Four Simple Ways To Deploy StarRocks

Publish date: May 2, 2023 4:24:58 PM

StarRocks, the high-performance real-time OLAP database, was designed to make data-intensive analytics fast and easy. When it comes to speed, it makes good on this promise by delivering query performance 5 to 10 times faster than other popular solutions. It can also perform real-time analytics while simultaneously updating historical records, and recent developments have enabled it to enhance real-time analytics with historical data from data lakes easily.

But what about ease of use? The StarRocks community values flexibility and low maintenance overhead, which is why you'll find it baked into every update. In this article, we'll take a look at one area StarRocks makes easy: deployment.

StarRocks provides many installation methods, but the best way to deploy StarRocks can depend on your specific needs and available technology. In the spirit of StarRocks' commitment to flexibility, we are going to explore four ways to deploy StarRocks and talk about how they compare to each other (with examples!). After reading this blog post, you will learn how different deployment methods compare and which is the best for you!

What We'll Cover

Docker: Quick test (pull:starrocks/allin1-ubuntu)
1. A quick test of functionality
2. Not a performance test
AWS QuickStart Solution: Deploy on AWS
1. Test/performance benchmark
2. Can be a full production deployment with HA
3. Quick deployment on the cloud
StarRocks Kubernetes Operator: Deploy & manage StarRocks in your Kubernetes environment (pull:starrocks/operator + starrocks/be-ubuntu + starrocks/fe-ubuntu)
1. Test/performance benchmark
2. HA Production-ready
Bare metal to truly own the full deployment
1. Test/performance benchmark
2. HA Production-ready
3. For environments where automated installation is not available

Prerequisites

It is highly recommended that you get yourself familiar with StarRocks' architecture before diving into this article. Check out all the StarRocks documentation here. In the meantime, here's a quick overview.

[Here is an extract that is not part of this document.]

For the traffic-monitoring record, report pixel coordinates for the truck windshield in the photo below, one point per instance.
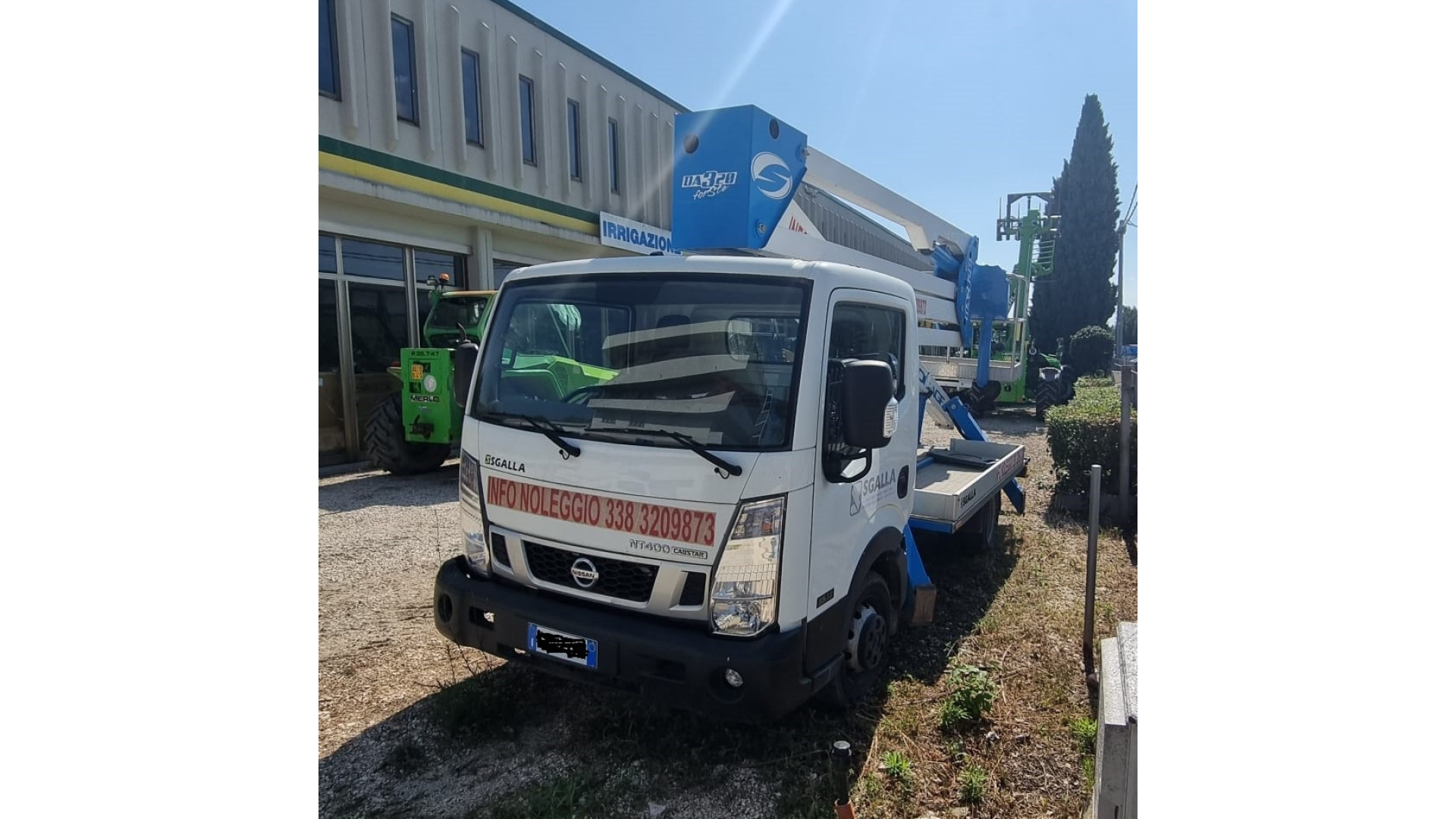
(712, 357)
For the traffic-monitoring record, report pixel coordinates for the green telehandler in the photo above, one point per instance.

StarRocks has a simple architecture with Frontend (FE) and Backend (BE) nodes:

FEs are responsible for metadata management, client connection management, query planning, and query scheduling.
BEs are responsible for data storage and SQL execution.

You can read more about them here.

StarRocks Architecture

Software used

Docker
MySQL (used as a client to connect to StarRocks)

Docker: Quick Functionality Test

The first and easiest way of deploying StarRocks is through a docker container.

To get docker, you can visit docker's official documentation here.

Step 1. Deploy StarRocks

To choose a StarRocks version, go to the StarRocks Dockerhub repository and choose a version based on the version tag.

docker run -p 9030:9030 -p 8030:8030 -p 8040:8040 -itd starrocks/allin1-ubuntu

Step 2. Connect to StarRocks

Because the deployment is an asynchronous process, it is recommended to wait for a full minute before connecting to the cluster.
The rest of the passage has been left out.